Our point is that, historically speaking, InfiniBand was used on between 45 percent and 50 percent of the machines on the Top 500 list, and now, if you ignore those two Chinese systems (which you shouldn’t) and don’t call Omni-Path InfiniBand (which you also shouldn’t), and then you allow a flood of non-HPC systems onto the list, it makes it look like InfiniBand is losing share.
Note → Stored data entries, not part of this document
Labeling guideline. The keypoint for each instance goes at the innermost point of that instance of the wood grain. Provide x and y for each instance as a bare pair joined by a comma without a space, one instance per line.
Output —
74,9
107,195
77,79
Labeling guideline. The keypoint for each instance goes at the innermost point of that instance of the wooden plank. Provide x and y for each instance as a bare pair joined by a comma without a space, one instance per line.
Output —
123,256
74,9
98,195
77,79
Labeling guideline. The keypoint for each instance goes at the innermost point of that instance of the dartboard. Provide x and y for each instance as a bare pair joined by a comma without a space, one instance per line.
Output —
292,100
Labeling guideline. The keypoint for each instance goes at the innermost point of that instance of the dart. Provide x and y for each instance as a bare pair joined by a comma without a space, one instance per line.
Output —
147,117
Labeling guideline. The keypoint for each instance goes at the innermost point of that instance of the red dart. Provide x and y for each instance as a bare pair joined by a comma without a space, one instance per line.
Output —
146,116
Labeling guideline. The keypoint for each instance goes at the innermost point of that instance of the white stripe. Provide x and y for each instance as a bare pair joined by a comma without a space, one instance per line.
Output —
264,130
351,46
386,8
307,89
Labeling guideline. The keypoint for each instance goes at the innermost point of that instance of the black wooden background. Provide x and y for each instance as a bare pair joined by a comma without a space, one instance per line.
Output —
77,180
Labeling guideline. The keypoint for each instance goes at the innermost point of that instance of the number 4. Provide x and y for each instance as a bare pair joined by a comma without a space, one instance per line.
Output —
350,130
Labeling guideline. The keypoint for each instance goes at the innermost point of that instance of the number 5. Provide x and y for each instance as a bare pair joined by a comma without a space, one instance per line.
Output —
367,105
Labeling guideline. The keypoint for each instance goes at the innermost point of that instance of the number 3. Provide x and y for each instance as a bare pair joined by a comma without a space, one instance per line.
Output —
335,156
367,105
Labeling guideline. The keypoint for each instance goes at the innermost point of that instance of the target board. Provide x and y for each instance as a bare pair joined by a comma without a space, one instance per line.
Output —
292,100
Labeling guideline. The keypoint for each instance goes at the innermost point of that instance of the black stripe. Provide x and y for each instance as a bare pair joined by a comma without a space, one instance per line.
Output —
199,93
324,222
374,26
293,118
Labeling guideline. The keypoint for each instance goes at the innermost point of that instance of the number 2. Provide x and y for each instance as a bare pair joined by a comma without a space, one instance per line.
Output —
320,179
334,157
What can be honestly said is that the Top 500 list has an increasing number of non-HPC system on the list, and that includes the InfiniBand using DGX-1 cluster at Facebook, which ranks as number 31 on the list – unless you already consider machine learning an HPC workload. At least the exactly the same configured DGX-1 system at Nvidia is being used for circuit design, and unless Facebook is using its system to design VR helmets or other products, then it really is a deep learning machine. Someone can start a Deep Learning 500 list, we suppose. But that misses the point. The Top 500 is supposed to represent real HPC machines that run real simulation and modeling workloads, not just any machine that happens to run the Linpack test. We can have a Data Analytics 500 and a Web Serving 500 and a Web Caching 500 and a Network Function 500 or whatever, too. But the machines that run these workloads do not belong on the Top 500.
Moreover, by allowing the big machines from hyperscalers, cloud providers, and telecommunications giants onto the list, this pushes out the real industrial and academic clusters that are used for proper HPC workloads and that would allow us to get a better sense of what is actually happening in HPC. Taking these non-HPC systems off the list and putting back the smaller HPC systems on the list would show that the HPC market is not growing its capacity as fast as it should be.
This brings up a final point. Once a machine has been tested running Linpack for the Top 500, it should stay on the list until it is unplugged. There should be a full list of all machines, ranked out to 20,000 if necessary, of all of the machines that have been tested and that are still installed. This broader dataset would be very useful – particularly if the non-HPC machines were segmented away and it was recreated as a pure HPC list in some fashion. By doing this, we would not only get a better sense of what is happening and what has happened in HPC networking, but we would also better understand HPC compute.
One last final point: It wouldn’t hurt to add in data for the storage on the systems, either, but in the long run, we think that the merger of AI and HPC workloads and the advent of persistent memory technologies like 3D XPoint and nearly memory technologies like flash over NVM-Express could very well obviate the need for parallel file systems as we know them.